Two implementations are provided:
| `graph::community::CommunityDetector` | Leiden (refinement phase) | Production: `GraphRAGEngine` |
| `community_detector::CommunityDetector` | Greedy label propagation | Lightweight: standalone pipelines |
Both implement the same conceptual interface (detect → `DetectionResult` /
`CommunitySummary`).
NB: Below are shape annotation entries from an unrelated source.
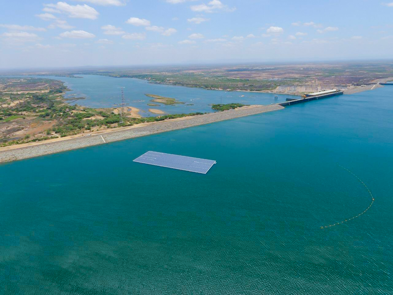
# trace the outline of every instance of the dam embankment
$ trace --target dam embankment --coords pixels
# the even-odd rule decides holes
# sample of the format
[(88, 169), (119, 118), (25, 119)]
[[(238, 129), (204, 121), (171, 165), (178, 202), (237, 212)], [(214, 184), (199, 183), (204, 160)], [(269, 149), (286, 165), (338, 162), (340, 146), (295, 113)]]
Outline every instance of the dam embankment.
[(121, 130), (101, 130), (92, 133), (91, 135), (88, 136), (84, 136), (81, 134), (78, 135), (78, 137), (74, 136), (68, 139), (64, 137), (64, 140), (46, 143), (26, 144), (23, 147), (12, 146), (1, 148), (0, 148), (0, 163), (208, 124), (284, 108), (283, 106), (278, 104), (250, 106), (222, 112), (166, 120), (162, 122), (145, 123), (121, 128)]

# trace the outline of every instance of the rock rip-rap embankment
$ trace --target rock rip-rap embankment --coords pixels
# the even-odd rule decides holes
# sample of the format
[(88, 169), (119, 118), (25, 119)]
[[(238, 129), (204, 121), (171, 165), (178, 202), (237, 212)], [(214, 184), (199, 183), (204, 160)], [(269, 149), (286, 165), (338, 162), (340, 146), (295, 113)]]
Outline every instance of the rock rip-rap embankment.
[[(0, 163), (64, 152), (70, 150), (143, 136), (154, 133), (208, 124), (219, 121), (276, 111), (284, 108), (278, 104), (239, 108), (222, 112), (209, 113), (184, 118), (167, 120), (138, 128), (138, 126), (125, 130), (108, 132), (90, 136), (0, 151)], [(104, 143), (104, 141), (105, 143)]]

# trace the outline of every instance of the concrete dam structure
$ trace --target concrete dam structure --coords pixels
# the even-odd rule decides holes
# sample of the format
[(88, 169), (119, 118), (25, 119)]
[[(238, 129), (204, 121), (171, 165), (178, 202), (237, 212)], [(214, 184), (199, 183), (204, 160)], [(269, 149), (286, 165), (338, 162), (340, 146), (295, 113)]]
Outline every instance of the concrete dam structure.
[(336, 95), (340, 95), (344, 93), (344, 91), (342, 91), (337, 90), (333, 89), (331, 90), (327, 90), (320, 92), (316, 92), (314, 93), (310, 93), (306, 94), (305, 97), (303, 97), (299, 99), (295, 100), (287, 100), (287, 101), (284, 102), (280, 102), (277, 104), (279, 104), (282, 106), (290, 106), (296, 104), (300, 104), (302, 102), (305, 102), (310, 100), (314, 100), (316, 99), (320, 99), (321, 98), (325, 98), (327, 97), (330, 97)]

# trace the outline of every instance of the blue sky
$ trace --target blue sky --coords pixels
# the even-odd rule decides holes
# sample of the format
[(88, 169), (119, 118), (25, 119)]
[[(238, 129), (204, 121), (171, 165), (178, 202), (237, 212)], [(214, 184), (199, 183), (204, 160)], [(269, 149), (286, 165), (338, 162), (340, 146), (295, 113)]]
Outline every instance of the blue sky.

The Leiden variant achieves higher modularity (>0.75 target)
at the cost of more iterations.
`graph_partitioner.rs` provides graph bisection, greedy, and label-propagation
partitioning for distributed / shard-aware use cases.
---
### 6. Context building and summarization (`generation`, `summarizer`, `context_builder`, `graph_summarization`)
**Purpose:** Convert the retrieved subgraph into a string that an LLM can consume.
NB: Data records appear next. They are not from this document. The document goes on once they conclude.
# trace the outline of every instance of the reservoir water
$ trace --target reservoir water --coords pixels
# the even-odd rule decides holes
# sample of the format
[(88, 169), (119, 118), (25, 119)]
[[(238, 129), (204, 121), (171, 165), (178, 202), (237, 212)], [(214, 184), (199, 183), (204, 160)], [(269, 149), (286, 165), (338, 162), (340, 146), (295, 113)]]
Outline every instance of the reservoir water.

| `src/generation/context_builder.rs` | Build context from triples + communities |
| `src/generation/prompt_templates.rs` | Prompt templates (QA, summarization, CoT) |
| `src/summarizer.rs` | Cluster-based subgraph compression |
| `src/context_builder.rs` | N-hop extraction + ranking + truncation |
| `src/graph_summarization.rs` | PageRank-based community summary |
`SubgraphSummarizer` groups nodes by `node_type`, selects the most-connected
representative per cluster, and produces a natural-language paragraph.
---
### 7. RAG pipeline (`lib.rs` — `GraphRAGEngine`)
**Purpose:** Orchestrate all layers into a single `query()` call.
```
engine.query(text)
├─ embed(text) → Vec<f32>
├─ search_knn(vec, k) → Vec<(entity, score)>
├─ keyword_search(text) → Vec<(entity, score)> [via SPARQL REGEX]
├─ fuse_results(...) → Vec<ScoredEntity> [RRF]
├─ expand_graph(seeds) → Vec<Triple> [SPARQL N-hop]
├─ detect_communities() → Vec<CommunitySummary>
├─ build_context(...) → String
└─ llm.generate(...) → String → GraphRAGResult2
```
The engine is generic over four traits:
- `VectorIndexTrait` — HNSW or flat-scan vector index
- `EmbeddingModelTrait` — any dense embedding model
- `SparqlEngineTrait` — any SPARQL 1.1 endpoint
- `LlmClientTrait` — any LLM HTTP client
This design lets you mix and match backends (e.g. oxirs-vec + oxirs-embed +
oxirs-arq + your own LLM adapter) without changes to the engine core.
---
## Caching (`cache`)
`QueryCache` wraps `lru::LruCache` with adaptive TTL:
- High graph update rate → short TTL (min 5 min)
- Low graph update rate → long TTL (up to 24 h)
Call `engine.record_graph_update()` after every write to trigger TTL shortening.
---
## Distributed and federation (`distributed`, `federation`)
| `distributed/mod.rs` | Shard-aware query routing |
| `federation/mod.rs` | Multi-endpoint federation |
| `federation/distributed.rs` | Distributed subgraph merging |
These modules are optional extensions for multi-node deployments.
---
## Key design decisions
1. **No Python or JVM dependency** — pure Rust, zero FFI in default features.
2. **Generic engine traits** — decouple retrieval backend from orchestration.
3. **Two community detection implementations** — lightweight standalone vs. production Leiden.
4. **SPARQL-first graph traversal** — N-hop expansion as a CONSTRUCT query so any
SPARQL 1.1 endpoint works out of the box.
5. **Adaptive cache TTL** — query results cached longer when the graph is stable,
shorter when writes are frequent.
6. **Explainability built-in** — `explainability.rs` provides attention weights, path
explanation, and provenance without a separate tracing system.